If the REPLACEMENTLIST is empty, the
SEARCHLIST is replicated. This latter is useful for counting
characters in a class …
$cnt = $sky =~ tr/*/*/; # count the stars in $sky
$cnt = tr/0-9//; # count the digits in $_
Here's a benchmark:
use strict; use warnings;
use Benchmark qw( cmpthese );
my ($x, $y) = ("GGGFFEEIIEETTGGG" x 1000) x 2;
cmpthese -5, {
'tr' => sub {
my $cnt = $x =~ tr/FT//;
},
'm' => sub {
my $cnt = ()= $y =~ m/[FT]/g;
},
};
Rate tr m
Rate m tr
m 108/s -- -99%
tr 8118/s 7440% --
With ActiveState Perl 5.10.1.1006 on 32 Windows XP.

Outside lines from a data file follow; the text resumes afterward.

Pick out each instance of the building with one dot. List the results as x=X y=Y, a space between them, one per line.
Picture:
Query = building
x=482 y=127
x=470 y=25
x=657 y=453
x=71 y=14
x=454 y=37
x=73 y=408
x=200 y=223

The difference seems to be starker with
C:\Temp> c:\opt\strawberry-5.12.1\perl\bin\perl.exe t.pl
Rate m tr
m 88.8/s -- -100%
tr 25507/s 28631% --
Yes, you can use the CountOf secret operator:
my $ft_count = ()= $str =~ m/[FT]/g;
When the "m" operator has the /g flag AND is executed in list context, it returns a list of matching substrings. So another way to do this would be:
my @ft_matches = $str =~ m/[FT]/g;
my $ft_count = @ft_matches; # count elements of array
But that's still two lines. Another weirder trick that can make it shorter:
my $ft_count = () = $str =~ m/[FT]/g;
The "() =" forces the "m" to be in list context. Assigning a list with N elements to a list of zero variables doesn't actually do anything. But then when this assignment expression is used in a scalar context ($ft_count = ...), the right "=" operator returns the number of elements from its right-hand side - exactly what you want.
This is incredibly weird when first encountered, but the "=()=" idiom is a useful Perl trick to know, for "evaluate in list context, then get size of list".
Note: I have no data on which of these are more efficient when dealing with large strings. In fact, I suspect your original code might be best in that case.
You can combine line 2, 3 and 4 into one like so:
my $str = "GGGFFEEIIEETTGGG";
print $str =~ s/[FT]//g; #Output 4;